Back to Lance

Index Selection

skills/lance-user-guide/references/index-selection.md

4.0.13.7 KB
Original Source

Index selection (quick)

Use this file when the user asks "which index should I use" or "how do I tune it".

Always confirm:

  • The query pattern (filter-only, vector-only, hybrid)
  • Data scale (rows, vector dimension)
  • Update pattern (append vs frequent updates/deletes)
  • Correctness needs (must return top-k within a filtered subset vs best-effort)

Decision table

WorkloadRecommended starting pointNotes
Filter-only scans (scanner(filter=...))Create a scalar index on the filtered columnChoose scalar index type based on predicate shape and cardinality
Vector search only (nearest=...) on large dataBuild a vector indexStart with IVF_PQ if you need compression; tune nprobes / refine_factor
Vector search + selective filterScalar index for filter + vector index for searchUse prefilter=True when you need true top-k among filtered rows
Vector search + non-selective filterVector index only (or scalar index optional)Consider prefilter=False for speed; accept fewer than k results
Text searchCreate an INVERTED scalar indexUse full_text_query=... when available; note that FTS is not a universal alias in all SDK versions

Vector index types (user-facing summary)

Vector index names typically follow a pattern like {clustering}_{sub_index}_{quantization}.

Common combinations:

  • IVF_PQ: IVF clustering + PQ compression
  • IVF_HNSW_SQ: IVF clustering + HNSW + SQ
  • IVF_SQ: IVF clustering + SQ
  • IVF_RQ: IVF clustering + RQ
  • IVF_FLAT: IVF clustering + no quantization (exact vectors within clusters)

If you are unsure which types are supported in the user's environment, recommend starting with IVF_PQ and fall back to "try and see" (the API will error on unsupported types).

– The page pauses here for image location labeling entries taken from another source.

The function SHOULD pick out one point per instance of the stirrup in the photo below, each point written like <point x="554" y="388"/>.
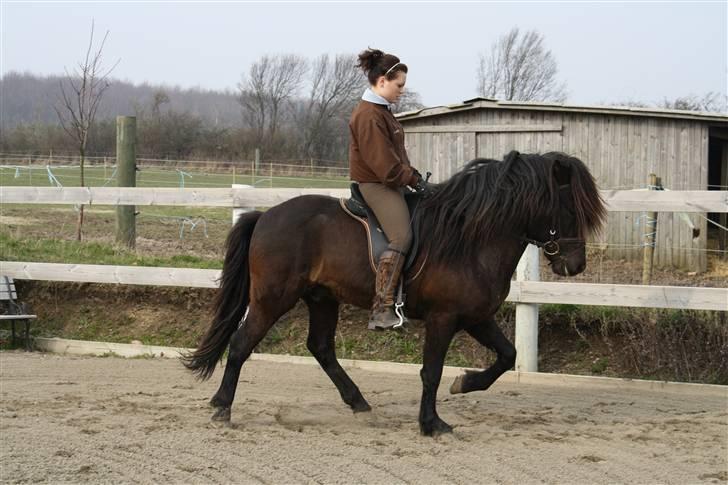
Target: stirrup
<point x="400" y="313"/>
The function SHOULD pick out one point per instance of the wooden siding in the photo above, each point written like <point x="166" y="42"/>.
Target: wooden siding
<point x="621" y="151"/>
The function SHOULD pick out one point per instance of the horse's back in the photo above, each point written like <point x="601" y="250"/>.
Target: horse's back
<point x="311" y="240"/>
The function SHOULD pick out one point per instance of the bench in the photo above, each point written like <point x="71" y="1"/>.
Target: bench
<point x="12" y="311"/>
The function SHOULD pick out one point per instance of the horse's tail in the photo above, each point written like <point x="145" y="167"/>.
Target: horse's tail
<point x="231" y="300"/>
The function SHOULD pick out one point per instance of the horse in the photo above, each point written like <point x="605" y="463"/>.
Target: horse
<point x="473" y="229"/>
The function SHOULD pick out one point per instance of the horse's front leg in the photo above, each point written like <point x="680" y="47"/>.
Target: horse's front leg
<point x="439" y="332"/>
<point x="489" y="335"/>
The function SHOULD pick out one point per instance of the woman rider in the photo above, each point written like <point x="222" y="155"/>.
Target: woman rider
<point x="378" y="162"/>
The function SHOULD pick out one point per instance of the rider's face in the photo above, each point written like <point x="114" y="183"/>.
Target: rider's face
<point x="391" y="90"/>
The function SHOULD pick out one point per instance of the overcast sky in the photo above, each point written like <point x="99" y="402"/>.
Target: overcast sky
<point x="606" y="51"/>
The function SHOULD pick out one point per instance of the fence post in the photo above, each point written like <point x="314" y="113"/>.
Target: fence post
<point x="527" y="314"/>
<point x="255" y="164"/>
<point x="650" y="237"/>
<point x="126" y="177"/>
<point x="238" y="211"/>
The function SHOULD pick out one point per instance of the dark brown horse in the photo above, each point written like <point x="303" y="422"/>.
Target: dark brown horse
<point x="473" y="229"/>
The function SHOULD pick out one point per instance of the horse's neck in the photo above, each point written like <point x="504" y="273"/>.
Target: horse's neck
<point x="500" y="257"/>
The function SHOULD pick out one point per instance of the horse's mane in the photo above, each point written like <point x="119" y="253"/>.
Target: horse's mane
<point x="488" y="198"/>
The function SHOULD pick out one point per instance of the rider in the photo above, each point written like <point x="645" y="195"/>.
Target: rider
<point x="379" y="163"/>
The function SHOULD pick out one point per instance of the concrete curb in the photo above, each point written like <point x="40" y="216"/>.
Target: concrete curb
<point x="80" y="347"/>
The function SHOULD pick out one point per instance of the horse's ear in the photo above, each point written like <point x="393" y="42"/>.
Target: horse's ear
<point x="561" y="170"/>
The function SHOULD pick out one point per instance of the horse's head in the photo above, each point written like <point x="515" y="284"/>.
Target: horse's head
<point x="577" y="210"/>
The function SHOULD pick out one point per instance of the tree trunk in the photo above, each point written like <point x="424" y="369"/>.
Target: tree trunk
<point x="79" y="223"/>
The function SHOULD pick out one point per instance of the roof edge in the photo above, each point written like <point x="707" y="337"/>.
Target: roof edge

Vector index creation defaults

Start with:

  • index_type="IVF_PQ"
  • target_partition_size: start with 8192 and adjust based on the dataset size and latency/recall needs
  • num_sub_vectors: choose a value that divides the vector dimension

Practical warning (performance):

  • Avoid misalignment: (dimension / num_sub_vectors) % 8 == 0 is a common sweet spot for faster index creation.

Vector search tuning defaults

Tune recall vs latency with:

  • nprobes: how many IVF partitions to search
  • refine_factor: how many candidates to re-rank to improve accuracy

When a user reports "too slow" or "bad recall", ask for:

  • Current nprobes, refine_factor, and index type
  • Whether the query is using prefilter

Scalar index selection (starting guidance)

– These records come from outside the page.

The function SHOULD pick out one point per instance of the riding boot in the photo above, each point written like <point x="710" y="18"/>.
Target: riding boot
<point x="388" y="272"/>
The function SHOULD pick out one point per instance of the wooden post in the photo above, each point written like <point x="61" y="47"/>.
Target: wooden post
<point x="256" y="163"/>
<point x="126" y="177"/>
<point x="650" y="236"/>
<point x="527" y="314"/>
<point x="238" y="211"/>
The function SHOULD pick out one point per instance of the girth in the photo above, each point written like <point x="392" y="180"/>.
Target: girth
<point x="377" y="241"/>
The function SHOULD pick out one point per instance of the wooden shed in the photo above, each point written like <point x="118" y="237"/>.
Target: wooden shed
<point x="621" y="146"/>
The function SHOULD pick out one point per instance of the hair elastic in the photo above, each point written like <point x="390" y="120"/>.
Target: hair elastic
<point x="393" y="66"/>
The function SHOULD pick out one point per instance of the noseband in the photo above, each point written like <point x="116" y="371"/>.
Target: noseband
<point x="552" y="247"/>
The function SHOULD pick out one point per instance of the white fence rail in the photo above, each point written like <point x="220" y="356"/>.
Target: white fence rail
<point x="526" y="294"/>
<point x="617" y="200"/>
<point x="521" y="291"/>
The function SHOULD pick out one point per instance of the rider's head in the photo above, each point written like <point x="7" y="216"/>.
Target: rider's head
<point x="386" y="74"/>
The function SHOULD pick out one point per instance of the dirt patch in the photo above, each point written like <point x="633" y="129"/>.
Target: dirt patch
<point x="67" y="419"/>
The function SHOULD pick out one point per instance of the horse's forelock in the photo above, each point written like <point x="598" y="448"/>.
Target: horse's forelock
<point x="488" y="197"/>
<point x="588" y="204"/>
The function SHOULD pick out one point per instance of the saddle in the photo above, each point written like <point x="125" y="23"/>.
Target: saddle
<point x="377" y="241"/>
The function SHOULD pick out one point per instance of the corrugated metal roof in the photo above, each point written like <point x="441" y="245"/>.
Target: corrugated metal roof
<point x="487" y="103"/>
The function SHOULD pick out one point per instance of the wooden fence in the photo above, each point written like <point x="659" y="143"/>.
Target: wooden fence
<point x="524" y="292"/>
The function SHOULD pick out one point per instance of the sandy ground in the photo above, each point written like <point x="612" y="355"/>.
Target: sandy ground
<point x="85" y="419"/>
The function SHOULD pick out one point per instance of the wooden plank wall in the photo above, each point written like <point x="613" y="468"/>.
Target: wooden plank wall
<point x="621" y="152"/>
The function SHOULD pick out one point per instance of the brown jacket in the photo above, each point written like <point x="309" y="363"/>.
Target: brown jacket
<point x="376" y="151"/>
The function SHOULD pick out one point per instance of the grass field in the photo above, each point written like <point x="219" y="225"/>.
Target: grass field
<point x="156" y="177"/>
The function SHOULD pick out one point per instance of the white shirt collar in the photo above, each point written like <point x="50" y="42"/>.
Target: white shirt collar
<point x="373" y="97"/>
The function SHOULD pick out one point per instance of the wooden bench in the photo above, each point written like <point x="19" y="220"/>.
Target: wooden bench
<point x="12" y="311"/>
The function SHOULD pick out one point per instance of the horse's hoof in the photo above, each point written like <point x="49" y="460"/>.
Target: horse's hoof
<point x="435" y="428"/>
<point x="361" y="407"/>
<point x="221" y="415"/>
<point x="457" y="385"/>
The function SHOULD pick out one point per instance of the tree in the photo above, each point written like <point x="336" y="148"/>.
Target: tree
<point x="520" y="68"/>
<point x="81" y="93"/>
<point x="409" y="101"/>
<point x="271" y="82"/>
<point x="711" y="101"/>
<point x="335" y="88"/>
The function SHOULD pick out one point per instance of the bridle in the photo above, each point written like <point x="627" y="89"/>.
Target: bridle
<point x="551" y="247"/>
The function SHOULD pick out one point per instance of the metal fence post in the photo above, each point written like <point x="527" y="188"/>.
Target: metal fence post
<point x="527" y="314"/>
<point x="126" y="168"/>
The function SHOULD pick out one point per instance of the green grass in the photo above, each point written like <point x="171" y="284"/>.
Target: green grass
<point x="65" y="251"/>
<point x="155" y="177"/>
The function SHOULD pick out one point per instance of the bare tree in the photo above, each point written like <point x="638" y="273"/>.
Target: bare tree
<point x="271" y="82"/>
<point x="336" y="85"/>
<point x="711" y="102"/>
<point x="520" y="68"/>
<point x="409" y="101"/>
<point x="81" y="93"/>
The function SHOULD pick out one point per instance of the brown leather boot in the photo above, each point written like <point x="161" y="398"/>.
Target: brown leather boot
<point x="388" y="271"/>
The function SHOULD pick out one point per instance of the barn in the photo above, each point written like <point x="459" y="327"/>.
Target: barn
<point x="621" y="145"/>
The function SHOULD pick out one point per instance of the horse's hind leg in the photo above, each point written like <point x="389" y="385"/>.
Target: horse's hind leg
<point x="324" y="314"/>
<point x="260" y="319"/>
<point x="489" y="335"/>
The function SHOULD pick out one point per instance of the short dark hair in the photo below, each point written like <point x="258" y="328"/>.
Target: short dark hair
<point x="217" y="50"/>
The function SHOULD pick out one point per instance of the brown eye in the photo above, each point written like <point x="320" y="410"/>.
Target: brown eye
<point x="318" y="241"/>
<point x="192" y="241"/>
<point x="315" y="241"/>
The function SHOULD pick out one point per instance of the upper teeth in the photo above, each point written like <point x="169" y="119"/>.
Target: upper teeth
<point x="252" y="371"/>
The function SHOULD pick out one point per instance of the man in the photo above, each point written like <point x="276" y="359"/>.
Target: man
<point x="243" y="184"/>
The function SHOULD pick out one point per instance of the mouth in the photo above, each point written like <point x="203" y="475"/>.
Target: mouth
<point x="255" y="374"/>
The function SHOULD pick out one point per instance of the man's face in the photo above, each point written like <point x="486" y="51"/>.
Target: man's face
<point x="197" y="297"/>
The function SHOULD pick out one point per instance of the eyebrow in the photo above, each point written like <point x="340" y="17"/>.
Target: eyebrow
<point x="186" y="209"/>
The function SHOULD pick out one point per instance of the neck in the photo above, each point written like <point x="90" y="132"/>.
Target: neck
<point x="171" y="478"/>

Choose scalar index type based on the filter expression:

  • Equality filters on high-cardinality columns: start with BTREE
  • Equality / IN-list filters on low-cardinality columns: start with BITMAP
  • List membership filters on list-like columns: start with LABEL_LIST
  • Substring / contains(...) filters on strings: start with NGRAM
  • Full-text search (FTS): start with INVERTED
  • Range filters: start with range-friendly options (for example ZONEMAP when appropriate)
  • Highly selective negative membership / presence checks: consider BLOOMFILTER (inexact)
  • Geospatial queries (if present in your build): use RTREE

JSON fields

Lance scalar indices are created on physical columns. If you want to index a JSON sub-field:

  1. Materialize the extracted value into a new column (for example with add_columns)
  2. Create a scalar index on that new column

Example (Python, using SQL expressions):

python
ds = lance.dataset(uri)
ds.add_columns({"country": "json_extract(payload, '$.country')"})
ds.create_scalar_index("country", "BTREE", replace=True)

If you cannot confidently map the filter to an index type, recommend BTREE as a safe baseline and confirm via a small benchmark on representative queries.